Les enfants, j’ai vu un mauvais film. Un très très mauvais film. Et j’ai super envie d’en parler. Alors oui, un talentueux blogueur fait ça mille fois mieux que moi… Mais nous dirons que, cette fois, ce sera mon hommage à son travail.
Cher lecteur, si tu as donc envie d’aller voir Seven Sisters, fuit ces lieux… Sinon, attrape donc un seau de pop corn périmé, c’est parti !

Seven Sisters commence donc avec un gros problème : Noomie Rapace la surpopulation. La Terre est pleine comme moi un vendredi soir, et on finit par se marcher sur les pieds. Du coup, tout le monde est un peu chinchin, même Trump se rend compte qu’il va falloir arrêter de maltraiter la planète – c’est vous dire l’ampleur du désastre – mais on ne sait pas trop comment.

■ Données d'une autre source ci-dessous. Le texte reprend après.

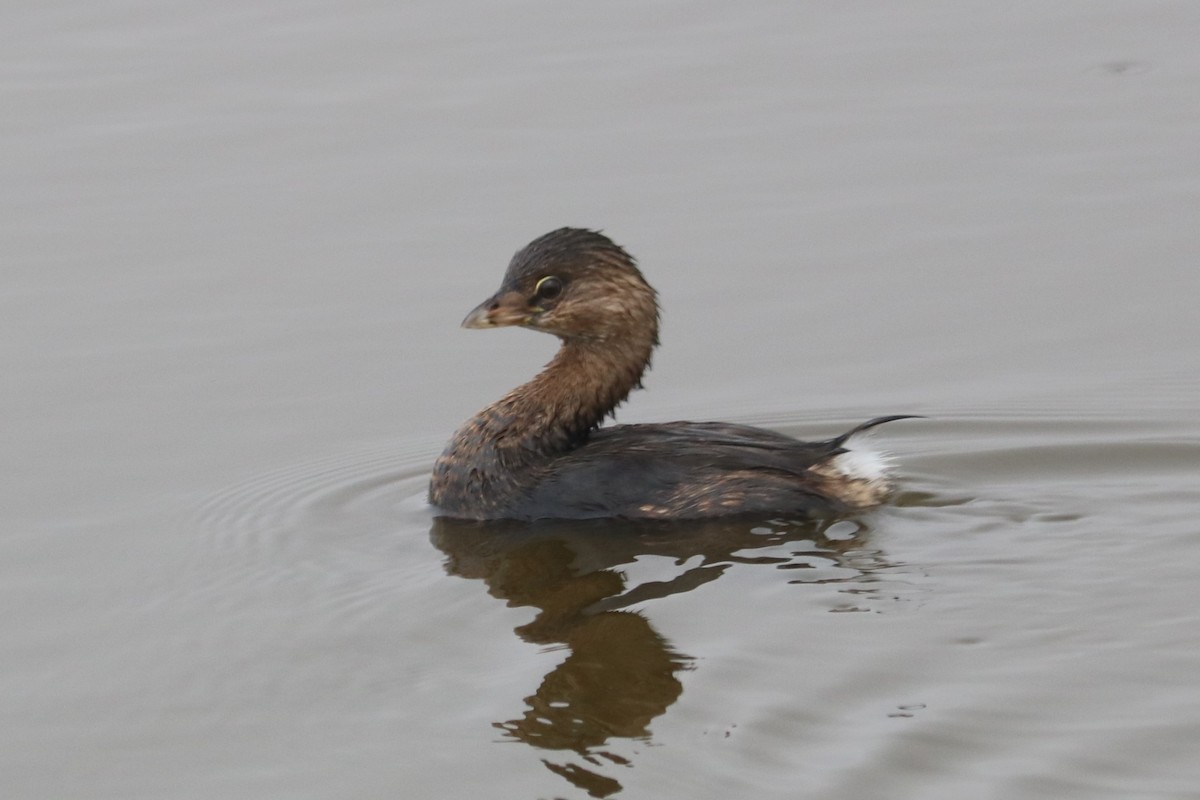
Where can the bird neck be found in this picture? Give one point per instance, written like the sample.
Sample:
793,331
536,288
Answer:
573,395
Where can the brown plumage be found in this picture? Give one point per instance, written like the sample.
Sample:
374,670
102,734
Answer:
540,452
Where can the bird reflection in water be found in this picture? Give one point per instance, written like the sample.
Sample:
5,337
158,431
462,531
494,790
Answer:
621,673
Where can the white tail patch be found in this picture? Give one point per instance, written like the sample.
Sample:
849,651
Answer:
863,462
858,476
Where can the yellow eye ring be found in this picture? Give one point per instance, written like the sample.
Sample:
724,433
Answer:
547,288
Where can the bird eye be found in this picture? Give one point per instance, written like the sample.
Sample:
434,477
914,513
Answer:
549,288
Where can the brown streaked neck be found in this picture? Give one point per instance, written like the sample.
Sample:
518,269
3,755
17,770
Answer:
580,386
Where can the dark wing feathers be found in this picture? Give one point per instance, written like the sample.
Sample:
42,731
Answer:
683,469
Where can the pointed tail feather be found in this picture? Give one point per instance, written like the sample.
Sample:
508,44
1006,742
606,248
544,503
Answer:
835,444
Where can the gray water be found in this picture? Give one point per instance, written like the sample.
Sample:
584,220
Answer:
238,239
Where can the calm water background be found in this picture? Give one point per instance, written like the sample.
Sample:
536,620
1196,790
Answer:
238,239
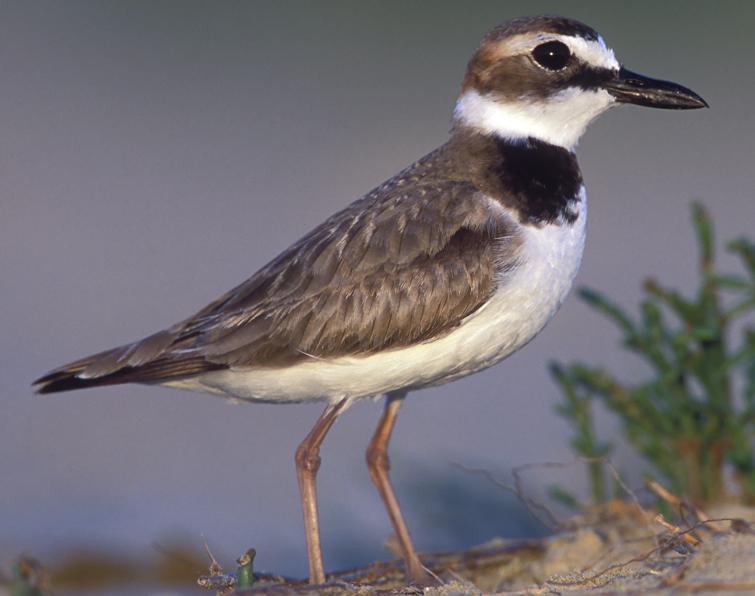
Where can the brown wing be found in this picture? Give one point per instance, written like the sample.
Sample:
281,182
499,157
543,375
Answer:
406,263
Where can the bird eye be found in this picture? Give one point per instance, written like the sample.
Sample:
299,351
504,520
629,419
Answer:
552,55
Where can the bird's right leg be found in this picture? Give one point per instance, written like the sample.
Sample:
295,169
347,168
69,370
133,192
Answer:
307,464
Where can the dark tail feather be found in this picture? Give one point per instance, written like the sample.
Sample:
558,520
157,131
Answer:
72,376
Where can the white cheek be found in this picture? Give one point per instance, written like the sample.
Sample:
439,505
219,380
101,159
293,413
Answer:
560,120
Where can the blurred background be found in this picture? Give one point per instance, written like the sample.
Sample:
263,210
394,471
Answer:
154,154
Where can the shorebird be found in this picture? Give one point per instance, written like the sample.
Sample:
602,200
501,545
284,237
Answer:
441,271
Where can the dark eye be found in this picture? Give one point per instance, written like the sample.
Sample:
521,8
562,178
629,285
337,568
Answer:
552,55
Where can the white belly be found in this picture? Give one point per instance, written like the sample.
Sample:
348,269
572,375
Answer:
527,299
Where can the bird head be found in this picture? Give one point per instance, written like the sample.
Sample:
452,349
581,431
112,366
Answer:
548,78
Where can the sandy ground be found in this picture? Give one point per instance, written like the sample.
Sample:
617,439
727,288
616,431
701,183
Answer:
620,548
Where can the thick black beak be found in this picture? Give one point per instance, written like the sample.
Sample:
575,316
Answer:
630,87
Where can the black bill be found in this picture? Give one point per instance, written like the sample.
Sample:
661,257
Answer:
630,87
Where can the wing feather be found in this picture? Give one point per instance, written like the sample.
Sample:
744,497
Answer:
405,264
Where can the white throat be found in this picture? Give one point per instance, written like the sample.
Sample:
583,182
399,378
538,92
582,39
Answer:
559,120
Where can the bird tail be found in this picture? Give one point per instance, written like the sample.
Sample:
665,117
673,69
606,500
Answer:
147,361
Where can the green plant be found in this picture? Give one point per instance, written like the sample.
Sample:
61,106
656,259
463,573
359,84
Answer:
696,413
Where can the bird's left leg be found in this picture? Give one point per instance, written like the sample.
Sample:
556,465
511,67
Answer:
379,465
307,464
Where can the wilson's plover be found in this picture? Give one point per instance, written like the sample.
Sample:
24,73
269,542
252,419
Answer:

Mais oui bien sûr ! Les OGM ! Grâce à tout un tas de gentils scientifiques, on parvient à refaire pousser des légumes nutritifs qui permettent de mettre fin à la famine mais qui ont le léger inconvénient de foutre un peu le bazar dans le génome humain, faisant naître des bébés à trois jambes, deux têtes, ou même fans de Taylor Swift. Face à ce problème, Glenn Close, qui joue random méchante scientifique 1938013 décide qu’à partir de maintenant, ça suffit les conneries, on fait un bébé par couple, ça bouffera moins et on ne gardera que ceux qui sont réussis. Et si par accident vous en faîtes un deuxième ? Oh bah c’est pas grave, de gentils hommes en noirs les amèneront dans une ferme dans un centre où on les mettra en sommeil cryogénique jusqu’à ce que la situation s’arrange. Genre que des extra terrestres nous apportent le secret de l’énergie renouvelable ou que Dragon Ball Super ait une intrigue solide. Autrement dit pas demain.

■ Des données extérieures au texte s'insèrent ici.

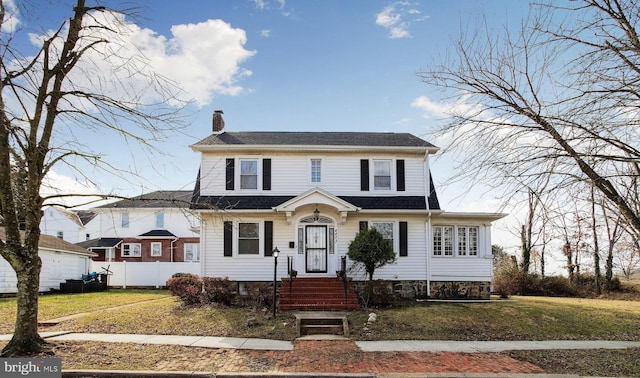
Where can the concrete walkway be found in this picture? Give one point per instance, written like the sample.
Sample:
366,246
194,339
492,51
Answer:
364,346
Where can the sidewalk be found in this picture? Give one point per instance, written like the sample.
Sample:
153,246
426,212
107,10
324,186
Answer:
364,346
333,356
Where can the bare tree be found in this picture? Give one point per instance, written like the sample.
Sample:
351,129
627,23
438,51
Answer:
556,99
43,99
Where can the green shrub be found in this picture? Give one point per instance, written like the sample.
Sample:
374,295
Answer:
188,289
260,295
218,290
376,293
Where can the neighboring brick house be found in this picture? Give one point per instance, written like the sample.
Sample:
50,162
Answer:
309,193
156,226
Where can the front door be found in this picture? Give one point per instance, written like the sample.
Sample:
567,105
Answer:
316,249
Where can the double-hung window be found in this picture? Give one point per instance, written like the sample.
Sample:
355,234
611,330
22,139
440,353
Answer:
248,174
467,241
386,229
192,252
316,171
248,238
382,174
156,249
131,250
455,241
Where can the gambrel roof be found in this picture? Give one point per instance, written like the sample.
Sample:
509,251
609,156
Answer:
286,138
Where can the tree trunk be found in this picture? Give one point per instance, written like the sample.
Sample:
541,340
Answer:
26,340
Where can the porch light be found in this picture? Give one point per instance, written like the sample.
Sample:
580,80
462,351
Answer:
275,254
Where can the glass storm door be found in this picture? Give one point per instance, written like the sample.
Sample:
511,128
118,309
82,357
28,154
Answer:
316,249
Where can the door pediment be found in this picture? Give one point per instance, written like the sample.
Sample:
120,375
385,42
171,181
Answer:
317,196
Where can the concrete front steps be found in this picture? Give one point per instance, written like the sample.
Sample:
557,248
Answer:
317,294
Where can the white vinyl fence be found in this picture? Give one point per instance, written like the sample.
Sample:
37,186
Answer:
150,274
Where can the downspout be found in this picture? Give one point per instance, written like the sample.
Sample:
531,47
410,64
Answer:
427,233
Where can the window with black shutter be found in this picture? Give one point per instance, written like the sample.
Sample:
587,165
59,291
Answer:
364,175
266,174
400,175
268,238
230,174
404,243
228,239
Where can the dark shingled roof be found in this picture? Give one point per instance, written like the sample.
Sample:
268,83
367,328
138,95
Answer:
158,234
85,216
158,199
269,202
100,243
52,242
315,139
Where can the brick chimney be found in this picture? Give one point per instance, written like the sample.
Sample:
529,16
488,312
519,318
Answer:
218,121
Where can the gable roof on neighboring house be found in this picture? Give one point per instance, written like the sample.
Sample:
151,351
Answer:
344,140
79,217
100,243
315,140
157,199
53,243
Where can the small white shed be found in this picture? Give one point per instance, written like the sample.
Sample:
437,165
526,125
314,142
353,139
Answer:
61,260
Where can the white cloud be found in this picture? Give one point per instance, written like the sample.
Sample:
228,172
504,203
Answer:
202,60
397,19
58,184
11,17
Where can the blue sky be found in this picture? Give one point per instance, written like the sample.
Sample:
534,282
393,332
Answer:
289,65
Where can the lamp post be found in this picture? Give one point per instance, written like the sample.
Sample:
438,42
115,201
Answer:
275,253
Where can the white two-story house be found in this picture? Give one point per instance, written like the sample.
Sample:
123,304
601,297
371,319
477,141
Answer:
309,193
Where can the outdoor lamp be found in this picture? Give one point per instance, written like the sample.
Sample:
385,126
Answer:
275,254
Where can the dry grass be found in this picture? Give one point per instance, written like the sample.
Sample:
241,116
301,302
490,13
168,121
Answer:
533,318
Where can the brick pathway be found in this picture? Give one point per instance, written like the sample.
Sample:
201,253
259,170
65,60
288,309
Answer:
345,357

C’est dans ce contexte pas folichon que, dans un hôpital clandestin, naissent sept petites filles. La maman ne survit pas à l’accouchement, on ne connaît pas le père, autant dit que c’est mal parti pour elles. Heureusement, Papi est là pour les prendre sous son aile et les soustraire au méchant CAB, l’organisation qui congèle les mômes, façon glaçon de Martinis.
“Comment allez vous les appeler ? demande le chirurgien beau gosse qui les a accouché (et que c’est un scandale esthétique qu’on ne le voit pas davantage)
– Hmmm… Elles sont sept…”
Et là, je prie avec ferveur : “Pitié appelle-les comme les sept nains, pitié appelle-les comme les sept nains…”
“… Je les appellerai donc comme les jours de la semaine !”
Malédiction.
Le toubib en reste trop baba pour appeler les services sociaux et Papi ramène donc les moutardes chez lui. Le temps passe et les septuplés grandissent sous une seule et même identité, Karen, employée dans une grande banque internationale. Super idée, les filles. J’aurais cherché à éviter le monde je serais devenu, je sais pas, bûcheron au fin-fond de la cambrousse, plutôt que responsable d’une organisation hypra surveillée. Mais passons. Cette persona de Karen est donc composée de
– Prof : qui est la sérieuse bosseuse du groupe.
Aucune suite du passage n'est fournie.